Announcement

**cb88** · 18 January 2021, 07:32 PM

Originally posted by vladpetric View Post

Transmeta's performance was lackluster (actually its competitor was P4, a mediocre core; and it didn't manage to make inroads against that). Code morphing - kinda' cool, though in the end not that helpful (20 years later, we have open as in free instruction sets anyway ...). VLIW - bad.

No it really was the Pentium 3.... which morphed into Pentium M and later conroe and core architecture, the P4 is the exact thing the Transmeta CPUs were good at combating since you could not fit a P4 in a tablet sized device. As far as the rest of the comment you clearly have no idea what you are talking about... most CPUs have to do a static form of code morphing anyway and but cannot do runtime optimizations because patents but that is coming

The Transmeta CPU is acutally an x86 CPU with a VLIW front end exposed all the hardware around the VLIW core including the registers is essentially an x86 CPU. The whole point was to get ride of hardware implementations of things that could be done in software *better* and with lower power use. Modern CPUs get around some of this by clock gating inactive silicon... another advantage of VLIW is you can implement fast paths for all the instructions at low cost... since implementing an instruction is the job of the software. On the contrary intel tends to force instructions to be slow to try to get people to stop using them.
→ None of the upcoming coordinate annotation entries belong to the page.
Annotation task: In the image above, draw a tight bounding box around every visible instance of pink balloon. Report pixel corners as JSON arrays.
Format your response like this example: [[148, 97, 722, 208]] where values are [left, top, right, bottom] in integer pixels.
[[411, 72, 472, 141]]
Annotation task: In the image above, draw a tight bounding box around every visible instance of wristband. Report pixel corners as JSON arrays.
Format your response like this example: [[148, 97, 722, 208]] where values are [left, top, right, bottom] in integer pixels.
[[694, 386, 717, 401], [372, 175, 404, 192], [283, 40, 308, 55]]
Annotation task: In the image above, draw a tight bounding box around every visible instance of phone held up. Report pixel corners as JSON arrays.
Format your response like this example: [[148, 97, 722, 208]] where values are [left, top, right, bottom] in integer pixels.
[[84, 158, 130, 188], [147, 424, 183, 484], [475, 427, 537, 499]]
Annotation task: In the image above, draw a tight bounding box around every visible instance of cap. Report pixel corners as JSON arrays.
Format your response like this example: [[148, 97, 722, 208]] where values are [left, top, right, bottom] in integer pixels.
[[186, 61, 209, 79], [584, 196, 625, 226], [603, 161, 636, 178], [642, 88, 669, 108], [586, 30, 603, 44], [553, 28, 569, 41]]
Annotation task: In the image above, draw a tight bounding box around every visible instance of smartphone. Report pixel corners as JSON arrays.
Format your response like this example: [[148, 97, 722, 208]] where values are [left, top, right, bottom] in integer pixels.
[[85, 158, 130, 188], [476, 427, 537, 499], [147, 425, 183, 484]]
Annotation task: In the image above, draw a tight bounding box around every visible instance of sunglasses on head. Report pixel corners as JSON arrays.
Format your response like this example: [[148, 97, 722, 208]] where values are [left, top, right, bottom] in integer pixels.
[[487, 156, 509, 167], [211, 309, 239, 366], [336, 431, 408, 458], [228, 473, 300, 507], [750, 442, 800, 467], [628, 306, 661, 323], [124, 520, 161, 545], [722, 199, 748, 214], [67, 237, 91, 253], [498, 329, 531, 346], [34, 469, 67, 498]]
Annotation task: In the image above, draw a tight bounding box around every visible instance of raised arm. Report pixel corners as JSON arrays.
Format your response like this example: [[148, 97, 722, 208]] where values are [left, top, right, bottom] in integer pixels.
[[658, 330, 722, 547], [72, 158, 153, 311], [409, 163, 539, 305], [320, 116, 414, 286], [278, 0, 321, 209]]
**vladpetric** · 18 January 2021, 07:59 PM

Originally posted by cb88 View Post

No it really was the Pentium 3.... which morphed into Pentium M and later conroe and core architecture, the P4 is the exact thing the Transmeta CPUs were good at combating since you could not fit a P4 in a tablet sized device. As far as the rest of the comment you clearly have no idea what you are talking about... most CPUs have to do a static form of code morphing anyway and but cannot do runtime optimizations because patents but that is coming

The Transmeta CPU is acutally an x86 CPU with a VLIW front end exposed all the hardware around the VLIW core including the registers is essentially an x86 CPU. The whole point was to get ride of hardware implementations of things that could be done in software *better* and with lower power use. Modern CPUs get around some of this by clock gating inactive silicon... another advantage of VLIW is you can implement fast paths for all the instructions at low cost... since implementing an instruction is the job of the software. On the contrary intel tends to force instructions to be slow to try to get people to stop using them.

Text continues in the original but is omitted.